Par La Rédaction | Lementor.net
La campagne de consultations engagée par la plateforme de partis politiques favorable à la création d’un Haut Conseil électoral va prendre une dimension particulière. Une délégation conduite par Simone Ehivet Gbagbo est attendue au siège du Parti des peuples africains-Côte d’Ivoire de Laurent Gbagbo. L’annonce a été faite par l’ancienne Première dame dans une publication diffusée le mercredi 1er juillet.
Sur le fond électoral, la démarche est claire. La plateforme à laquelle appartient le Mouvement des générations capables mène une série de consultations auprès des principaux acteurs politiques et institutionnels pour présenter son projet de création d’un Haut Conseil électoral en alternative à l’architecture tripartite proposée par le gouvernement. Outre le PPA-CI, les interlocuteurs identifiés comprennent le RHDP, le PDCI-RDA, la coalition CAP-Côte d’Ivoire, la Nonciature apostolique, la représentation des Nations Unies, le patronat ivoirien et l’ambassade de Russie. L’ambition est de bâtir un consensus oppositionnel autour d’une position commune face aux autorités sur les questions électorales.
Ce projet s’inscrit dans un contexte de rejet partagé de la réforme gouvernementale. Le MGC et le PDCI-RDA estiment que la nouvelle architecture tripartite ne garantit pas une indépendance suffisante de l’administration électorale et dénoncent le maintien d’une influence importante du ministère de l’Intérieur. Cette convergence critique des partis d’opposition sur la méthode gouvernementale est en elle-même un signal politique que le RHDP ne peut pas ignorer.
Mais ce qui fait de cette visite annoncée un événement qui dépasse la réforme électorale, c’est l’histoire que les deux protagonistes partagent.

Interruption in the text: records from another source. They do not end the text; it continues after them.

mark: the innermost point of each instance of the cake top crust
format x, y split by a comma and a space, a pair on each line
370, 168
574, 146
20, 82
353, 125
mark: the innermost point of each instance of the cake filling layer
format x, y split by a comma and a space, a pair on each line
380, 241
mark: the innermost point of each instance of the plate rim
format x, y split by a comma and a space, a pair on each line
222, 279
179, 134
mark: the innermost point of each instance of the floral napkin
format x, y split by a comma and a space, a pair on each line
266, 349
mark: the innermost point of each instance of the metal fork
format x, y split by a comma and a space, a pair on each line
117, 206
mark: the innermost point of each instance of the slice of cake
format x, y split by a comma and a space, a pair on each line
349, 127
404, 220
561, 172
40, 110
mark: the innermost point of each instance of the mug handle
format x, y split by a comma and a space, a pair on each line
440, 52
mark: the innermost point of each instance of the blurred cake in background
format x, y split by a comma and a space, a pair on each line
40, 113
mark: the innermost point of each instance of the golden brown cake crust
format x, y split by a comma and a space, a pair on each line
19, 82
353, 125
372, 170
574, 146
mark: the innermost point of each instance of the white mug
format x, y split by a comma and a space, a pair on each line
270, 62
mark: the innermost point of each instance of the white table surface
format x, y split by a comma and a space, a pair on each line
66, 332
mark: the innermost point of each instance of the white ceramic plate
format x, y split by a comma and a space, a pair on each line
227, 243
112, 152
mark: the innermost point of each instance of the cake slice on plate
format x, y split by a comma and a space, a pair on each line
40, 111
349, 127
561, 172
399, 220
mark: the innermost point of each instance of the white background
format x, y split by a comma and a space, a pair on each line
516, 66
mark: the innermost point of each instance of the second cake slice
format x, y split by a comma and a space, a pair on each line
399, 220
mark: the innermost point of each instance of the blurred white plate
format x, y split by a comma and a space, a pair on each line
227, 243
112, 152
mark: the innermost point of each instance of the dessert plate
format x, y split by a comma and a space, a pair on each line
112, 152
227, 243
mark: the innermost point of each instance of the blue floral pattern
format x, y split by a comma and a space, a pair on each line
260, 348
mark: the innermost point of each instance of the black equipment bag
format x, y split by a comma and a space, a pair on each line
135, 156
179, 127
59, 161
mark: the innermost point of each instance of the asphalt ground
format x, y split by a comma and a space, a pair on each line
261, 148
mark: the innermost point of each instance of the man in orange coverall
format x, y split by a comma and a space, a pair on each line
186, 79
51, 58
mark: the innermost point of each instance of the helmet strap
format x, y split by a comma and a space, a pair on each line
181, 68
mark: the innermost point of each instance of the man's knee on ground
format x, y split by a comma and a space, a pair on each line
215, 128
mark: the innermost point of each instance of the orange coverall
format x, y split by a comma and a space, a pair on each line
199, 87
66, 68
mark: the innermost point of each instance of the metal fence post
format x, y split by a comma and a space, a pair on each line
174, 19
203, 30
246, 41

Depuis la Côte d’Ivoire des années 1980 jusqu’à la présidence de 2000-2011, Laurent Gbagbo et Simone Ehivet Gbagbo ont combattu côte à côte pendant trois décennies, fondé le FPI ensemble, gouverné le pays ensemble, subi la crise post-électorale ensemble, avant que la prison, la CPI et le retour au pays ne révèlent ou n’accélèrent une rupture qui a abouti à la création de deux partis distincts.
Cette séparation politique, officialisée lors du retour de Laurent Gbagbo en Côte d’Ivoire en 2021, a été l’un des événements les plus commentés de la vie politique ivoirienne depuis les indépendances. Elle a divisé une base militante qui avait suivi les deux leaders pendant des décennies et qui ne sait toujours pas clairement de quel côté se ranger quand les deux anciens compagnons parlent de directions différentes.
La rencontre annoncée sera un test. Un test sur la capacité des deux formations à dialoguer sur les enjeux institutionnels en dépassant les blessures personnelles. Un test sur la capacité de l’opposition ivoirienne à construire une position commune cohérente face au RHDP sur la réforme électorale. Et un test, peut-être le plus important de tous, sur la nature réelle de la fracture entre deux des figures politiques les plus importantes de la Côte d’Ivoire contemporaine. Aucune date officielle n’a encore été arrêtée. Mais l’annonce seule suffit à relancer des spéculations que ni le PPA-CI ni le MGC n’ont intérêt à laisser sans réponse trop longtemps.